Öğretmenlerin Öğretmeni LİLİ BAROKAS

Toplumumuzdan farklı yaşlardan birçok kadını ve genç kızı bale alanında eğiten Lili Barokas, 84 yaşında hâlâ baleye ve öğretmeye devam ediyor. Kendisiyle bu 84 yıllık renkli hayatını, anılarını ve bugünlerde onu hayata bağlayan güzellikleri konuştuk.

Dora NİYEGO Toplum
12 Temmuz 2017 Çarşamba

Önce sizi tanıyalım…

Rus bir anne ve Bulgar bir babanın kızıyım. 1933 yılında dünyaya geldim. İtalyan Lisesinde okudum. Eşim Dr. Ruben Barokas’ı birkaç yıl önce kaybettim. İtalyan Lisesinde okurken dans yeteneğim öğretmenlerimin dikkatini çekti. Dans ve müzik küçük yaşlarda hayatıma girdi.

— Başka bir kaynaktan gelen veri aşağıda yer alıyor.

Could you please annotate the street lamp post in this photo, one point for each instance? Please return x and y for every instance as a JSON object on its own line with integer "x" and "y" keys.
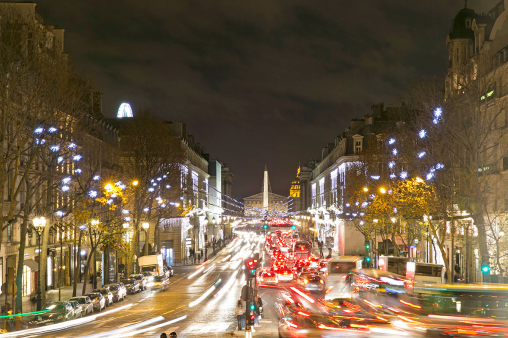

Bu yeteneğinizi keşfettikten sonra neler yaptınız?

Küçükken, müzikale, tiyatroya veya sinemaya gittiğimizde, eve dans ederek dönerdim. Dans etmek çok hoşuma giderdi. Öğretmenlerim ve çevremizdeki tanıdıklar, yeteneğim olduğunu görünce, aileme bana bale dersi aldırmaları için baskı yaptılar.

Ailem, ilk bale derslerimi, o dönemin tanınmış dans hocası Krasa Arzumanof‘tan aldırdılar. On iki yaşına gelince, Eminönü Halk Evinde, Türkiye çapında yaşıtlarım arasında yapılan bale yarışmasına girdim ve birinciliği kazandım.

Liseyi bitirdikten sonra, Londra’daki Royal Academy’nin İstanbul’daki sınavına katıldım ve ‘teaching member’ sertifikası, yani öğretmenlik sertifikası aldım. Ardından, Mimar Sinan Konservatuarında kayıtlı öğrenci olmamama rağmen, konservatuardaki derslere katıldım. On altı yaşında bale dersi vermeye başladım. Ders verirken, öğrencilerime ‘Royal Academy’nin programını uyguluyordum.

Otuz yıl gibi bir süre Şişli Terakki Lisesinde ve başka okullarda bale öğretmenliği yaptım. Birçok resital hazırladım. Böbrek Vakfı yararına, Yunus Emre Kültür Merkezinde, Swissotel’de, Viyana Opera ve Balosu için, birer gösteri hazırladım. Ayrıca, yıllarca özel bale dersleri de verdim.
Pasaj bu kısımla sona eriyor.